Maybe this is not so bad.  Risk can generate possibilities. Westerners moan, “this too shall pass” but Buddhists call this impermanence and embracing it makes life sing.  Perhaps it’s possible to find comfort in change, to be nurtured, not wounded, by reality. It is as it is, baby.

The unforeseen and seemingly impossible can free you from illusions and put you on a higher path.

On Partington Ridge this winter though, we’d be happy with a new and improved road. Living in Big Sur means navigating some utterly unique episodes of destruction. The latest one arrived last month, just in time for Christmas.

Our beautiful old road, steadfast for 75 years, the solace of my morning commute, collapsed on December 23, two days after the Mayan Apocalypse.

An enormous weathered rock face, composed of dinosaur-sized boulders (and probably as old) rolled down the cliff in a prodigious rainstorm, destroying a 60’ section of the road. Rocks as large as the pillars at Stonehenge crash-landed on Highway One. It was a Biblical event.


 A triptych of boulders resembling Mt. Rushmore is just a little higher up the road, which raises the question, is there more to come? What I could barely conceive of has become a reasonable expectation. 

The frightening becomes “the new normal” as my neighbors, many no longer spring chickens, hike over the path they’ve carved across the slide.

Personally, I prefer the “back road” because that’s where my baptism into this adventure took place. After changing into rough jeans from tights and sequins on New Year’s Eve, I traveled up the Dubois-DeAngulo dirt road at 2am perched like a hood ornament on my neighbor’s all terrain vehicle. This required a serious grip and a good sense of humor. To paraphrase Bette Davis – talk about a bumpy night!

Thanks to my wonderful employer, Deetjens Inn, we now share a Polaris Ranger 4X4 between three Inn employees and Ridge neighbors on an as needed basis. We can travel down to work each day, and taxi neighbors up and down with groceries and supplies.

  
Partington Island may become a real “eco-resort”, where we pack everything in and out on foot or on 4-wheel drive quad vehicles.  As a friend of mine coined it, we could become “Quadlandia” and remain tranquil in the stillness of Nature.

Everything is somehow smaller and closer as we reach out to our neighbors to arrange rides, share supplies and drink wine together. We solve each problem the lack of road creates step by step, and build consensus over the best course of action for rebuilding it.

Like the shifting rocks above the road, we can’t predict what’s next with perfect accuracy. All of this has deepened my appreciation of survival basics:  is there anything more welcoming than the warmth of a wood fire when you walk indoors on a cold and rainy night? The glow of candlelight while reading beside the fire? Warm clothes, hot food, hugs, and laughter?
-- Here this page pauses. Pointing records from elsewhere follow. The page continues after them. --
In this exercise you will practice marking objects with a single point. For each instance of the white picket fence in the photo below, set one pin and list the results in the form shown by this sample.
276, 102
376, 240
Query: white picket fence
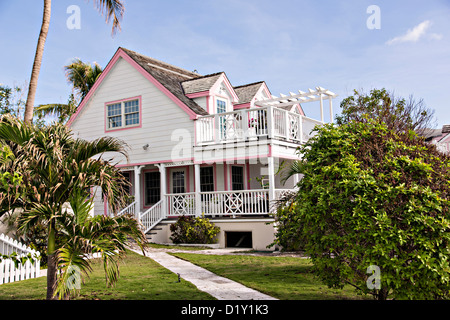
8, 270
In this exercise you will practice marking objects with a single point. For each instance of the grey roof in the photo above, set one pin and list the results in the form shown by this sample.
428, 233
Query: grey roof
169, 76
200, 84
247, 92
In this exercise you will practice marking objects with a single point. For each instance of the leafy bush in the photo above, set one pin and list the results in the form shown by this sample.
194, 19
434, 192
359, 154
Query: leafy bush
371, 196
191, 230
287, 229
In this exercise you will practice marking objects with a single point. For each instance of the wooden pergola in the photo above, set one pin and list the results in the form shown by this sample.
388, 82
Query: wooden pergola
319, 94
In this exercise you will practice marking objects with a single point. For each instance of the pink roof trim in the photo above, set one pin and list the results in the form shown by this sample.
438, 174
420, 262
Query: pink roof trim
121, 54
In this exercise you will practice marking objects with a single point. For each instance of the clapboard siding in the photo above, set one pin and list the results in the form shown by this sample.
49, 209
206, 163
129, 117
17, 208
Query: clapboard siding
161, 117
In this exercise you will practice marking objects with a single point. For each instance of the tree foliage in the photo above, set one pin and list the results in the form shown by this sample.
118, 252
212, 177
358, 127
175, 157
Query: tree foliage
371, 196
398, 114
189, 229
54, 173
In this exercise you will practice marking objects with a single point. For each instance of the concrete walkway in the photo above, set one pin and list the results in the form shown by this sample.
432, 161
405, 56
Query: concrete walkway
219, 287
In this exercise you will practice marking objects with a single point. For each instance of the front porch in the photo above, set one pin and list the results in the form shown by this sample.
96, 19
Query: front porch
167, 191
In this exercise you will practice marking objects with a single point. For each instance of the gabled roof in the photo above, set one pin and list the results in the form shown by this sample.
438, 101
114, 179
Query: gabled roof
248, 91
166, 77
200, 84
169, 76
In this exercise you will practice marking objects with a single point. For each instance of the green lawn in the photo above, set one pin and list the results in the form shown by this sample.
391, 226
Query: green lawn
140, 279
285, 278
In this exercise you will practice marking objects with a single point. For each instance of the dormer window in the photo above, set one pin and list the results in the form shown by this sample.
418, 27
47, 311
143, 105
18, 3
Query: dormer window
221, 106
123, 114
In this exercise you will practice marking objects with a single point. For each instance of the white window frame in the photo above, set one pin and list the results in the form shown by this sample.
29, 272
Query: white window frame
123, 114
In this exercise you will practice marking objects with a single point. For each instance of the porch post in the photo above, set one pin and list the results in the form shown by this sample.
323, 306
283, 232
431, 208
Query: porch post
331, 110
271, 173
163, 186
198, 198
321, 107
137, 190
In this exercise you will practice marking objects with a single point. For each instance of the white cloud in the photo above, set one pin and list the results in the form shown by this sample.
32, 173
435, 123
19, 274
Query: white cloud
415, 34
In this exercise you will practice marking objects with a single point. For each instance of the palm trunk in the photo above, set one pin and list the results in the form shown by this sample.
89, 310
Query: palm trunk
51, 262
29, 106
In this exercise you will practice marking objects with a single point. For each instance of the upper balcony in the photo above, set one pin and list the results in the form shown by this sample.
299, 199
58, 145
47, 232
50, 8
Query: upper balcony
270, 122
270, 119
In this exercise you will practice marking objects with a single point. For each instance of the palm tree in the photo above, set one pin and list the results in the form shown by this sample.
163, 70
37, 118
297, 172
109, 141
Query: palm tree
57, 169
82, 76
112, 9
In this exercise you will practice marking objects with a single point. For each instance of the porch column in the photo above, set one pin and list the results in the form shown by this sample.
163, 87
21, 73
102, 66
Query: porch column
331, 110
163, 186
271, 174
198, 198
321, 108
137, 190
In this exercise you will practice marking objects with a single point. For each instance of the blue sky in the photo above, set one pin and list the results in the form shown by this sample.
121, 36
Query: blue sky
292, 45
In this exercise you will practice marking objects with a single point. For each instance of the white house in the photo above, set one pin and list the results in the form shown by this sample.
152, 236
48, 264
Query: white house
197, 144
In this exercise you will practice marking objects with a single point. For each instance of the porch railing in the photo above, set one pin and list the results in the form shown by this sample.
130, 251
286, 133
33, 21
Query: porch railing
245, 124
9, 272
221, 203
130, 209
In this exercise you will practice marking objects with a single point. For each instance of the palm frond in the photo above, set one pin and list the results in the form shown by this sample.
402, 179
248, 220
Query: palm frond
296, 167
112, 9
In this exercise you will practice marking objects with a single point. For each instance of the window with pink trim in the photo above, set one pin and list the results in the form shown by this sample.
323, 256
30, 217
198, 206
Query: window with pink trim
123, 114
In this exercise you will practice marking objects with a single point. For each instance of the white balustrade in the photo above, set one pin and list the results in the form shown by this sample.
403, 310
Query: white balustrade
256, 122
8, 270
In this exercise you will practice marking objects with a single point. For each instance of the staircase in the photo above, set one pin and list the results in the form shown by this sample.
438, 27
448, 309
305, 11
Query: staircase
152, 216
149, 218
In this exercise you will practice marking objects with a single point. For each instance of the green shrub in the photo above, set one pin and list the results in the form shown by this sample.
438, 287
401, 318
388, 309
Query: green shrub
371, 197
191, 230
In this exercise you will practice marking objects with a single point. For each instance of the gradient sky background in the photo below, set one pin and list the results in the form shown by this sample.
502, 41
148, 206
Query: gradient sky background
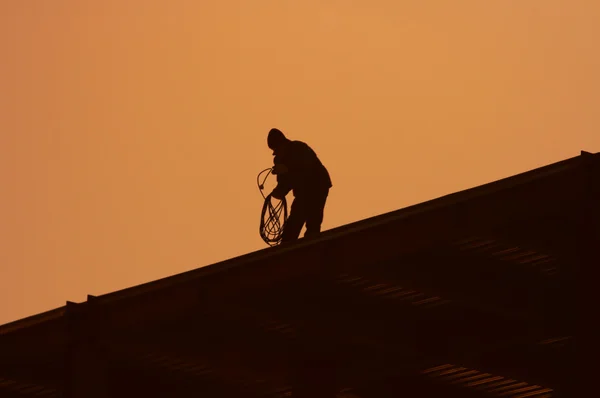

It is so very quiet now, delicious, primal quiet. All of us driving cars up and down the road, so necessary in our busy rural lives, has stopped. The relentless drumbeat of modern life slows, and we remember. This is what we came to Big Sur for, after all. We want to feel, as our ancestors did, that we are an essential part of the cosmos, supported by the web of community. 

While we learn to love our neighbors more as we help each other out, we are really a tribe of social hermits here. We treasure the views from our nests, the meditative state of calm that Big Sur brings.  While that deep peace can best be sensed in a solitary way, we are fortunate on Partington Island to share this feeling with like-minded souls.

If there is a creed in Big Sur, it is that this land teaches, heals, and answers prayers. The Esselen, who lived and feasted on this ridge for centuries, leaving hillsides blackened with fire-stones and abalone shells, had a mystical belief: Certain places on Earth transmit all that has happened there. All you have to do is touch them, and you will remember.